Those lovely leftovers
What’s the Friday after Thanksgiving without turkey soup? Use your favorite vegetables to personalize the recipe.
Turkey Soup
Prep: 15 minutes plus overnight to chill
Cook: 5 hours
Makes: About 13 cups or 12 first-course servings.
6 carrots, peeled
3 stalks celery
Roasted turkey carcass, plus 2 cups cooked turkey meat, finely chopped
2 medium onions, each cut into quarters
5 parsley sprigs
1 garlic clove, peeled
1/4 teaspoon dried thyme
1/2 bay leaf
About 6 quarts water
1 1/4 teaspoon salt
1 cup regular long-grain rice, cooked as label directs
2 tablespoons fresh lemon juice or 1 tablespoon dry sherry
“1. Cut 2 carrots and 1 stalk celery into 2-inch pieces. In 12-quart stockpot, combine turkey carcass, carrot and celery pieces, onions, parsley sprigs, garlic, thyme, bay leaf and 6 quarts water or enough water to cover; heat to boiling over high heat. Skim foam from surface. Reduce heat and simmer, skimming occasionally, 4 hours.

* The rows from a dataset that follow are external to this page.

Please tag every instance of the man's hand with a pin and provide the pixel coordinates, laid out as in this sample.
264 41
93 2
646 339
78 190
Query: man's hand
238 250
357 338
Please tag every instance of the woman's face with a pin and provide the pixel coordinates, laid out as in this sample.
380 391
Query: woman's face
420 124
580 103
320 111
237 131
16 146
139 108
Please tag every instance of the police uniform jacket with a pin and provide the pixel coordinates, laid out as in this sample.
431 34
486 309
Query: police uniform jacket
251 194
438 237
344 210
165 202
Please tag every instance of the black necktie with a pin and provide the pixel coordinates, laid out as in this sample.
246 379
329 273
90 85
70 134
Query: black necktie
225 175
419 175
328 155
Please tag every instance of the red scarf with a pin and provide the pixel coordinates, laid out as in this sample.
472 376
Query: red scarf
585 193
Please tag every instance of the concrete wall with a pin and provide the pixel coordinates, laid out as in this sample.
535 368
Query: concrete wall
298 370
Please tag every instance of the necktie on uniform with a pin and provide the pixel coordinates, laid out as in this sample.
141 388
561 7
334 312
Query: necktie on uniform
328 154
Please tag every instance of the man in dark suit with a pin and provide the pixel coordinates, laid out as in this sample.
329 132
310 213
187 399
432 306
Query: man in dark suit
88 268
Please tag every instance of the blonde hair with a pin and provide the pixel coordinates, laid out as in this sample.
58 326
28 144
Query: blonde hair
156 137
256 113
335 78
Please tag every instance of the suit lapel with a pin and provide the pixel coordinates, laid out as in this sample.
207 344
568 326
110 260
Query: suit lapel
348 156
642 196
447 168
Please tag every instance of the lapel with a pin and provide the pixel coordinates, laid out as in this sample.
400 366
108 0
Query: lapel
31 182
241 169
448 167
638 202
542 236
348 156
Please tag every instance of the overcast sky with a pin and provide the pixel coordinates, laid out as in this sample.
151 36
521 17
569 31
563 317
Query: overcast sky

“2. Strain broth through colander set over large bowl; discard solids. Strain again through sieve into several containers; cool. Cover and refrigerate overnight.
“3. Remove and discard fat from surface of broth; measure broth and pour into 5-quart saucepot. If necessary, boil broth over high heat until reduced to 10 cups to concentrate flavor. Cut remaining 4 carrots and remaining 2 stalks celery into 1/2 -inch pieces; add to broth with salt. Heat soup to boiling. Reduce heat and simmer until vegetables are tender, about 15 minutes. Stir in cooked rice and turkey; heat through, about 5 minutes. Remove from heat and stir in lemon juice.
“ Each serving: About 113 calories, 10g protein, 12g carbohydrate, 2g total fat (1g saturated), 21mg cholesterol, 355mg sodium.